Development of Lactococcus lactis Biosensors for Detection of Diacetyl

Some secondary metabolites of fermentative bacteria are desired compounds for the food industry. Examples of these compounds are diacetyl and acetaldehyde, which are produced by species of the lactic acid bacteria (LAB) family. Diacetyl is an aromatic compound, giving the buttery flavor associated with dairy products, and acetaldehyde is the compound responsible for the yogurt flavor and aroma. The quantification of these compounds in food matrices is a laborious task that involves sample preparation and specific analytical methods. The ability of bacteria to naturally sense metabolites has successfully been exploited to develop biosensors that facilitate the identification and quantification of certain metabolites (Mahr and Frunzke, 2016). The presence of a specific metabolite is sensed by the biosensors, and it is subsequently translated into the expression of one or more reporter genes. In this study we aimed to develop fluorescence-based biosensors to detect diacetyl and acetaldehyde.
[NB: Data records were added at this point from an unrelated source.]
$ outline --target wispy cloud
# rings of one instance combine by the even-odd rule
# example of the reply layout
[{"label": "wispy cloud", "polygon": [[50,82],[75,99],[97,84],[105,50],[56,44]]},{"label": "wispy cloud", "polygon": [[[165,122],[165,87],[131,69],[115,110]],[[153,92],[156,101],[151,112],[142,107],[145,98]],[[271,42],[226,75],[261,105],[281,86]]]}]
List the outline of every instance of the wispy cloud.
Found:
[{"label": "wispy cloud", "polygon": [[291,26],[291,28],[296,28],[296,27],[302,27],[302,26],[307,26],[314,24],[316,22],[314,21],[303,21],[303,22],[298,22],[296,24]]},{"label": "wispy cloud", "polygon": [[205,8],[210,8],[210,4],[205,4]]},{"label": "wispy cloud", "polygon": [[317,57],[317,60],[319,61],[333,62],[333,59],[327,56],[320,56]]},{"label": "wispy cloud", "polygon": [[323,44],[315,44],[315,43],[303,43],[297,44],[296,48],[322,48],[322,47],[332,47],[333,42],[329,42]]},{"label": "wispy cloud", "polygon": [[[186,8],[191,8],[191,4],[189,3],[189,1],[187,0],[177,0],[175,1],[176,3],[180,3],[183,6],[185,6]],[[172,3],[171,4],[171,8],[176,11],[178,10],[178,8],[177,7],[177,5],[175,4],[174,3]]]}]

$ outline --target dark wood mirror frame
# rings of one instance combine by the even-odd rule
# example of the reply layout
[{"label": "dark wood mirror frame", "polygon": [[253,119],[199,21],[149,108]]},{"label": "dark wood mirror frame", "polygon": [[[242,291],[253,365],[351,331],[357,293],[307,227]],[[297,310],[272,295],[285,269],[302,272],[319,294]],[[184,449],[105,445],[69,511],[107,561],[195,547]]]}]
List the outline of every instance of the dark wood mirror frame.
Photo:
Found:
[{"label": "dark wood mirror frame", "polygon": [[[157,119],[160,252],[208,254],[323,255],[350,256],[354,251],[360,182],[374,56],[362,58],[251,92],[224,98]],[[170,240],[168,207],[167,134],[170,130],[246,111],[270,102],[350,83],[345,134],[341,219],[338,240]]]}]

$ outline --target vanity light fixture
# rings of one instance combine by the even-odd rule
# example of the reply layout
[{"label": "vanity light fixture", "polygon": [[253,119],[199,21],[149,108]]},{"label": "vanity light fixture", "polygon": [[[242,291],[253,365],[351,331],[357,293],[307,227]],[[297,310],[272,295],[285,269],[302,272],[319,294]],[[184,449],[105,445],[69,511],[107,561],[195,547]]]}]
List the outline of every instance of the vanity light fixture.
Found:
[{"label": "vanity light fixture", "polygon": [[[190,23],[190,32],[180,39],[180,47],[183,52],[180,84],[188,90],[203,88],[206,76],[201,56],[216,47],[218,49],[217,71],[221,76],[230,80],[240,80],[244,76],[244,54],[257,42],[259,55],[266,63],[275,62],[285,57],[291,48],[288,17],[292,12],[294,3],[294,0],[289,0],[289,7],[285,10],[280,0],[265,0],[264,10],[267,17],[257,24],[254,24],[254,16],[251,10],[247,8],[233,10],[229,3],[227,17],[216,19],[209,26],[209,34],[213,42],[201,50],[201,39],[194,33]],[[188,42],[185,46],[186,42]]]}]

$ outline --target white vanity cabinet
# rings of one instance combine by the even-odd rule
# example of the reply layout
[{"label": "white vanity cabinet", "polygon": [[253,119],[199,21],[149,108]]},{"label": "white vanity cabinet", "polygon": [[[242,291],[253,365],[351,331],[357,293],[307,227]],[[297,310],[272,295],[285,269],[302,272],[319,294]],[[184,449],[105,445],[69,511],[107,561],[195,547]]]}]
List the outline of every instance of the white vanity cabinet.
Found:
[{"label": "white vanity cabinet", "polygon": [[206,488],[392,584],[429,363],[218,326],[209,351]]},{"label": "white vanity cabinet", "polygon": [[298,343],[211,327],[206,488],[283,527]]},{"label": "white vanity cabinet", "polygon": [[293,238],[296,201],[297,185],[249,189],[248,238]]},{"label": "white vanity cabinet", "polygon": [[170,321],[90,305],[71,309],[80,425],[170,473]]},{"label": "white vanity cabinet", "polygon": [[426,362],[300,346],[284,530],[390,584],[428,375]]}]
Since the metabolic pathways for production and degradation of these compounds are present in Lactococcus lactis, the sensing mechanisms in this bacterium are expected. Thus, we identified diacetyl and acetaldehyde responsive promoters by performing transcriptome analyses in L. lactis. The characterization of the biosensors showed their response to the presence of these compounds, and a further analysis of the diacetyl-biosensors (its dynamics and orthogonality) was performed. Moreover, we attempted to produce natural diacetyl from producer strains, namely L. lactis subsp. lactis biovar diacetylactis, to benchmark the performance of our biosensors. The diacetyl-biosensors responded linearly to the amounts of diacetyl obtained in the bacterial supernatants, i.e., the increases in GFP expression were proportional to the amounts of diacetyl present in the supernatants of L. lactis subsp. lactis biovar diacetylactis MR3-T7 strain. The biosensors developed in this study may eventually be used to engineer strains or pathways for increased diacetyl and acetaldehyde production, and may facilitate the detection of these metabolites in complex food matrices.